When the moral compass has not been properly calibrated, an individual can get adorned with the colorful attire, girded with truth, proudly displaying a breastplate of righteousness, feet shod with the preparation of the gospel of peace with the “helmet of salvation, and the sword of the Spirit, which is the word of God” (Ephesians 6:17), and out the door the beautifully attired soldier goes! The battle is on! But the power behind all the beautiful armor is left behind.

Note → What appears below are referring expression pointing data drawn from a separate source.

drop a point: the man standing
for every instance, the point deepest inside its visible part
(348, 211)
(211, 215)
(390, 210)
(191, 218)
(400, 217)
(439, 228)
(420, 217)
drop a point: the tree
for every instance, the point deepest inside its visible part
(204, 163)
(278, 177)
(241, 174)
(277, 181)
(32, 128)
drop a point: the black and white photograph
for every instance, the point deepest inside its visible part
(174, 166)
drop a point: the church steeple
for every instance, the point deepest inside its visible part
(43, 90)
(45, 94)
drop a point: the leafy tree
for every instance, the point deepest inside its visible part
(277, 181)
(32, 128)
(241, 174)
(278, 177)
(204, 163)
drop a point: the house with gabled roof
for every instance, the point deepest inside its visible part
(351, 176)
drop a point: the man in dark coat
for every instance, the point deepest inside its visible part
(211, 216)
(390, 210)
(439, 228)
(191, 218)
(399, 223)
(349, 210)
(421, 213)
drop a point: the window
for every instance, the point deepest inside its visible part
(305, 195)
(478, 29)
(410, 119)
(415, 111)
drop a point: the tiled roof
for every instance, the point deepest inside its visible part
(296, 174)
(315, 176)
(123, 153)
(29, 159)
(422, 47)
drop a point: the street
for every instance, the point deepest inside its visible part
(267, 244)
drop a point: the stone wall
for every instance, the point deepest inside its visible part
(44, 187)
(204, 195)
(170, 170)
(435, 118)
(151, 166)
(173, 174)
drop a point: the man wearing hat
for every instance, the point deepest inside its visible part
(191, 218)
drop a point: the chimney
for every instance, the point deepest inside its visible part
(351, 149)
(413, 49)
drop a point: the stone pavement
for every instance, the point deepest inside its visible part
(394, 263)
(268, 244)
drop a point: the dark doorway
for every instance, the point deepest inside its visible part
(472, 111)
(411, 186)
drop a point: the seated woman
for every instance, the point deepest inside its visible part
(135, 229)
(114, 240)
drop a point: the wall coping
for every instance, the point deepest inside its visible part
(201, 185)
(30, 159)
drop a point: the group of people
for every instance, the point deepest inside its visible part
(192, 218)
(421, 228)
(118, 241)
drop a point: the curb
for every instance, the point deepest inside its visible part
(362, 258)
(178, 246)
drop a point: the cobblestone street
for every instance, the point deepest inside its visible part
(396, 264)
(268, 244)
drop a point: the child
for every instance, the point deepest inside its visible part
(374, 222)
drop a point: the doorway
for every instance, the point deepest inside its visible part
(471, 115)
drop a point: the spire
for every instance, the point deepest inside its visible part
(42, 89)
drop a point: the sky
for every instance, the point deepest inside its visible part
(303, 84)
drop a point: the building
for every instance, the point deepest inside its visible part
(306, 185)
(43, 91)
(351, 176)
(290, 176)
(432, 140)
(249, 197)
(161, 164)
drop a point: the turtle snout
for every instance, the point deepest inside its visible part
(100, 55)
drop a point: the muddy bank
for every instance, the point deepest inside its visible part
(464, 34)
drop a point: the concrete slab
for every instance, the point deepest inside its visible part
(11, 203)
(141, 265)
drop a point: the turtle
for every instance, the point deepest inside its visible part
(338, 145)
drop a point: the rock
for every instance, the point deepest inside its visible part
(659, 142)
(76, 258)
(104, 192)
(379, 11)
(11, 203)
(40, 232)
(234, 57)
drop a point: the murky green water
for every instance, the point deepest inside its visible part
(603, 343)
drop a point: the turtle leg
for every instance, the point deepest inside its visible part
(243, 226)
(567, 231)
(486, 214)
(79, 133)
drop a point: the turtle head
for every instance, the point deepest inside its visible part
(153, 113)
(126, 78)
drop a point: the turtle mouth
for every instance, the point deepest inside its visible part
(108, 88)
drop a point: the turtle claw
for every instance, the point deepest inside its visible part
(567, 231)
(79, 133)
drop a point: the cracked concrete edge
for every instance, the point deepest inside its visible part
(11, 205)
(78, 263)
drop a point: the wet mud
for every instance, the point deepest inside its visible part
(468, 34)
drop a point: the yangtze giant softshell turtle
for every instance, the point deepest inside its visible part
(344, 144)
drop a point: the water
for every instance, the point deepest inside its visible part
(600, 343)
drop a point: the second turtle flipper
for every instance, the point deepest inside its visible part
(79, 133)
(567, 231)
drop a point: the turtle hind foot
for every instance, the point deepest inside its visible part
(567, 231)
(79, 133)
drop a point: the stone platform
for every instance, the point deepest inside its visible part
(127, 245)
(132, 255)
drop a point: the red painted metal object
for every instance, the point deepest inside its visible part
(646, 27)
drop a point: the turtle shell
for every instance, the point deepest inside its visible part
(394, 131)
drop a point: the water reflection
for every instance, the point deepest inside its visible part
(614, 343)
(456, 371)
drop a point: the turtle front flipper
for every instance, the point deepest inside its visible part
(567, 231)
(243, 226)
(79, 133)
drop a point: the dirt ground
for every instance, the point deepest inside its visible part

When Ezra was faced with a nation laden with sin, he said, “I arose up from my humiliation, even with my garment and my robe rent; and I fell upon my knees, and spread out my hands unto Jehovah my God; and I said, O my God, I am ashamed and blush to lift up my face to thee, my God; for our iniquities are increased over our head, and our guiltiness is grown up unto the heavens” (Ezra 9:5-6). When the Apostle Peter was at the door of the executioner’s block “prayer was made earnestly of the church unto God for him” (Acts 12:5). When the prophets and the teachers of Antioch, being faced with the daunting task of sending Paul and Barnabas into a world of ungodliness to preach the gospel to the Gentiles, “when they had fasted and prayed and laid their hands on them, they sent them away” (Acts 13:1-3). When the Apostle Paul reflected upon his condition, as he endured his Roman imprisonment, he said, “For I know that this shall turn out to my salvation, through your supplication and the supply of the Spirit of Jesus Christ, according to my earnest expectation and hope, that in nothing shall I be put to shame, but that with all boldness, as always, so now also Christ shall be magnified in my body, whether by life, or by death” (Philippians 1:19-20).

The religious world will come together, sing their favorite hymns and hear a message of peace when there is no peace, because they have lost an essential piece of armor, i.e., “prayer and supplication praying at all seasons in the Spirit, and watching thereunto in all perseverance and supplication for all the saints” (Ephesians 6:18). Ross Triplett, Sr.